Could you please access database via SQL Server Management Studio and provide us basic sizing statistics (number of entries, overall size of table) for problematic DB tables (there are standard reports available for this). In case table taking most of the space is tblf_firewallagregated_event, could you also verify that oldest entry as stored in column "Occurred" is not older than ~1 month? Asking, because in case there is huge amount of entries in mentioned table, it might have resulted in daily cleanups to fail and thus not cleaning older entries.

Also in case there are many such event reported in a minute, are they all from different devices? Or clients are sending multiple identical events in a minute? If so, we might have to check whether event aggregation works correctly.

[Sander de Cocq 0]

17 hours ago, itman said:

You should be able to add or modify an IDS exception to continue to block but not log or alert?

 

This is indeed the answer I was looking for, it works great, thank you!

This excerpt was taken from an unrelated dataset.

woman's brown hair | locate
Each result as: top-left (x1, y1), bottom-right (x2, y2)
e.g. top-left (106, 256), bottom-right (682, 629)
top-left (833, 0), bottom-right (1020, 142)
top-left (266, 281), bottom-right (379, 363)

I agree with, and appreciate the other responses as well, those indicate more of an architectural issue however and will be addressed separately. My question was purely from an operational POV for the short term to keep our ESMC server operational.

 

[Sander de Cocq 0]

11 hours ago, MartinK said:

Could you please access database via SQL Server Management Studio and provide us basic sizing statistics (number of entries, overall size of table) for problematic DB tables (there are standard reports available for this). In case table taking most of the space is tblf_firewallagregated_event, could you also verify that oldest entry as stored in column "Occurred" is not older than ~1 month? Asking, because in case there is huge amount of entries in mentioned table, it might have resulted in daily cleanups to fail and thus not cleaning older entries.

Also in case there are many such event reported in a minute, are they all from different devices? Or clients are sending multiple identical events in a minute? If so, we might have to check whether event aggregation works correctly.

Hello,

I got the server operational again, and cleanup jobs that were indeed failing are now working again and I have 58% free space in the database. The  tblf_firewallagregated_event table was definitely the culprit. I'm going to keep an eye on the specifics you mention to see if we still have an issue.